I believe the node it's trying to duplicate is one of stream->UP/DOWN/EOF_NODE/INVALID_NODE initialised in antlr3CommonTreeNodeStreamNew (in antlr3commontreenodestream.c). It looks like those nodes never have their factory set.)

NedGill

This is in the tree parser's error message routines. That means your tree parser is incorrect, or at least the input it is receiving has a mismatch. Unfortunately, I think that the default error message routine doesn't handle duping the node for error display that well when it is trying to duplicate from LT(-1) and LT(-1) is an UP/DOWN token; this is of course a slight bug. However, you are really expected to install your own error message display routines of course, so your fix for the moment is to make a copy of the tree parser displayRecognitionError, have it check that the token being duped to create the missing symbol has a tree factory and if it does not, then use LT(-2) etc (check for start of stream of course) and install it before invoking the tree parser.

Now, you need to debug your AST and the walker of course. The best way to do that is to produce a .png graphic of the tree that you have. From a prior post:

(First install graphviz from your distro or 1www.graphviz.org)

To use it from C, you just do this:

 pANTLR3_STRING dotSpec;
 dotSpec = nodes->adaptor->makeDot(nodes->adaptor, psrReturn.tree);

Where nodes is the pANTLR3_COMMON_TREE_NODE_STREAM and psrReturn is the return type of the rule you invoke on your parser.

You can then fwrite the spec to a text file:

dotSpec = dotSpec->toUTF8(dotSpec); // Only need this if your input was not 8
 bit characters
 fwrite((const void *) dotSpec->chars, 1, (size_t) dotSpec->len, dotFILE);

Then turn this in to a neat png graphic like this:

sprintf(command, "dot -Tpng -o%spng %sdot", dotFname, dotFname);
 system(command);

You can then use this png to debug your AST and when it looks correct, make sure that your tree parser is expecting that input. One of the two is incorrect in your case and obviously tree parsers should not encounter incorrect input.

How to ignore parsing errors in ANTLR for C target?

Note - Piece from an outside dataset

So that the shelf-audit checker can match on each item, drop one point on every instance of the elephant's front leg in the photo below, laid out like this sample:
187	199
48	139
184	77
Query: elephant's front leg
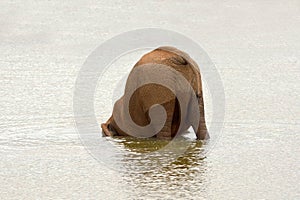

http://antlr.markmail.org/search/?q=Tell+ANTLR+to+ignore+parsing+errors%3F#query:Tell%20ANTLR%20to%20ignore%20parsing%20errors%3F+page:1+mid:tewn3inxc7bwt7wr+state:results

(I just want to parse known Statements with my grammar, all unknown statements (parsing errors) could be ignored.

Can I tell ANTLR (for the C target) to ignore those error messages and just return FALSE or something like that, so that I can decide wether to take an appropriate action?)

AndiClemens

If you are getting errors it is because your grammar is incorrect. e.g. Your token in the parser (which you should move to the lexer anyway and not use 'LITERAL' in your parser code) is CREATEE but your input is create. Did you tell the runtime to be case insensitive?

Read the API or use antlr.markmail.org to see how to override displayRecognitionError(). You cannot just ignore errors though because somehow you have to recover. You could just make them silent and when the parser returns if the error count is >0 then ignore that source or something.

( What is the difference if I add "CREATE" or similar to the lexer? Is it more reliable in detecting the right tokens? )

When putting things in the parser, you have not enough control over the tokens both in terms of what they are named in code generation time (hence error messages are difficult, and producing a tree parser is difficult), and you cannot see the potential ambiguities in your lexer. It just makes things more
difficult for no(IMO) advantage.

If you have told the input stream to be case insensitive, then I am afraid that the problem is going to be with your grammar. You will have to single step though the code to find out why.

( Would it be better to have tokens like "CREATE USER" and "CREATE TABLE" in the lexer or doesn't this work anyway because of the whitespace?)

No - don’t make whitespace significant unless the language absolutely makes you do so.

What you have to do is left factor:

create
   : CREATE
   (
       cr_table
     | cr_user
     | cr_trigger
   )
 ;

cr_table
 : TABLE .....

I know how to install my own custom displayRecognitionError handler, but how to remember the errors to print out for later display.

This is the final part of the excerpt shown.